A recent study of supply chain executives working for retail, high-technology, pharmaceutical and consumer product companies stated that a larger percentage expected the economy of the United States to make a turnaround in either the fourth quarter of 2009 or the second quarter of 2010.
Carried out in September 2009 in Chicago at the Supply Chain Leadership Forum, the survey indicates that approximately 40% expected GDP growth to be positive in 2010 while 30% expected the economy to ‘make it’ during the end of 2009.
Bruce Tompkins, Executive Director of the Supply Chain Consortium commenting on the results of the study said the outlook of the economy turnaround depended heavily on the industry itself. He further explained that the food and beverage sector was already witnessing some growth, while retail and high-tech industries were still waiting for positive growth figures to show.
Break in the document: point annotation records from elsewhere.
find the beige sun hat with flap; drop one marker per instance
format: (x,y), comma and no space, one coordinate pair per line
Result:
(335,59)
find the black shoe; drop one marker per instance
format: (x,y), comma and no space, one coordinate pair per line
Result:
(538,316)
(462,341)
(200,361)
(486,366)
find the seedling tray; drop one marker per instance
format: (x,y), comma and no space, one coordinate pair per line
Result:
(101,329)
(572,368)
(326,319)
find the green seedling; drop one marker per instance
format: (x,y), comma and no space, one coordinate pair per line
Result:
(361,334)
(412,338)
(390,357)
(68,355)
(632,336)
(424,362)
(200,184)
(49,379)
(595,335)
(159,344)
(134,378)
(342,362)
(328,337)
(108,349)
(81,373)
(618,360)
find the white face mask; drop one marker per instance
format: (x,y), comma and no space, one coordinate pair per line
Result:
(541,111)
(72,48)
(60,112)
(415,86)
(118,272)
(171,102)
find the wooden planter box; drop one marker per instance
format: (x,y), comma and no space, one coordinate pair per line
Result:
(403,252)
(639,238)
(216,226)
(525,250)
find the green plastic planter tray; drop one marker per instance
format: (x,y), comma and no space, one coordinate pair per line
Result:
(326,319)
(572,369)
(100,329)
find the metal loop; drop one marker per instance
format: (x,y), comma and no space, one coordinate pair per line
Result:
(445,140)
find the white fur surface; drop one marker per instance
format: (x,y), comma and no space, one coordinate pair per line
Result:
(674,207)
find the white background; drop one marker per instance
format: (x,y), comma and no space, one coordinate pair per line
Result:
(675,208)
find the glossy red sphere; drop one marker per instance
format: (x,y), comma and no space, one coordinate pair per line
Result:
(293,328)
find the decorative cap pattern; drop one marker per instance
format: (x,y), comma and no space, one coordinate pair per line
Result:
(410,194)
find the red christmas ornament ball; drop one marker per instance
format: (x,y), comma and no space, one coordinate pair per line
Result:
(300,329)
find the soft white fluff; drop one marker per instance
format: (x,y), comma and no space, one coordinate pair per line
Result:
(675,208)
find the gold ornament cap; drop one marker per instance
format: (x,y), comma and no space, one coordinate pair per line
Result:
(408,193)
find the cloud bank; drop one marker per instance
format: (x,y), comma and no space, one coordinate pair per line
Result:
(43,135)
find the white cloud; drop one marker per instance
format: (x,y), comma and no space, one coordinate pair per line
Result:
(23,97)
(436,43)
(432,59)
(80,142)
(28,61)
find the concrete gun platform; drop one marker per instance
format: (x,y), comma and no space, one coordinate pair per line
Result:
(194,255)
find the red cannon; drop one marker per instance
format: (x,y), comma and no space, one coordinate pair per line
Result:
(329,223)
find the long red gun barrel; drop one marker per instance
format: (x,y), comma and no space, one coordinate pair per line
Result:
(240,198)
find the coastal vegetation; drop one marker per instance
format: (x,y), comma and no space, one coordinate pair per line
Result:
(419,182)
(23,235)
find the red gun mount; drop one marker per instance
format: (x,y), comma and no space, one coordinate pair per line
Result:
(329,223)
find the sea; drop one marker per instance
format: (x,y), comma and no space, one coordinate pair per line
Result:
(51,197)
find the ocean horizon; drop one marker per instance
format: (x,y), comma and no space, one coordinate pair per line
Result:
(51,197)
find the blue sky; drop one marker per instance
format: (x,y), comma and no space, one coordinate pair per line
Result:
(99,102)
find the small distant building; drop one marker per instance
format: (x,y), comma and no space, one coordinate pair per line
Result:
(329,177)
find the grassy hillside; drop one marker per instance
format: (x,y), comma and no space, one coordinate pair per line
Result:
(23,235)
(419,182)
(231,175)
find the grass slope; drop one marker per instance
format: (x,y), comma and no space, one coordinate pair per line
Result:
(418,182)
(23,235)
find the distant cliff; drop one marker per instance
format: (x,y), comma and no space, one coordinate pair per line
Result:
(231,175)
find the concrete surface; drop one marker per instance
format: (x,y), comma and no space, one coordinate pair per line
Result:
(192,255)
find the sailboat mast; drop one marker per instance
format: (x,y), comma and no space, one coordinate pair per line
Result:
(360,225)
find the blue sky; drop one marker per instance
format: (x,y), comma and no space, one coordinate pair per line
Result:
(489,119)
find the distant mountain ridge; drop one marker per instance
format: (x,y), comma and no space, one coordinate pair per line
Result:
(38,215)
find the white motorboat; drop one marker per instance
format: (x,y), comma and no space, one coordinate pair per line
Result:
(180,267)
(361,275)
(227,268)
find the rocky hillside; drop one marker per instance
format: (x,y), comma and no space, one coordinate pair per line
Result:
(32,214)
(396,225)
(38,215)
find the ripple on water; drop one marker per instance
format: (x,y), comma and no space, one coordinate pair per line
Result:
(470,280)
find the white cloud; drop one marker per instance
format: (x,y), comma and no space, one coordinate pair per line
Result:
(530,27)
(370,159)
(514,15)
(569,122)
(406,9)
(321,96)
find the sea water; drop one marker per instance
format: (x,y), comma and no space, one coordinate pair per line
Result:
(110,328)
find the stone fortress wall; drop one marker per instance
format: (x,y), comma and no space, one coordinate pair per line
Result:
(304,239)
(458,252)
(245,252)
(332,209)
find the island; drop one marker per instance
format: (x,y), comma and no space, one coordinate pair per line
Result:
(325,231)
The ‘Great Comeback’ seems to be commonly accepted to happen fairly soon, although over 90% of the respondents stated that they had not developed anything significant with regards to a ‘Comeback’ plan or any other related initiatives to take advantage of a better economy.
Tompkins pointed out that the smarter companies in the industry had already adopted a recovery model, way before their competitors. This model involves a strong recovery plan that not only takes into account the recession ending time, but also one that pushes them to the fore to achieve positive growth. Tompkins also stated that some companies that were heavily affected by the economic instability have also adopted fairly aggressive improvements to their supply chains in order to maximize on their positions in the competitive market.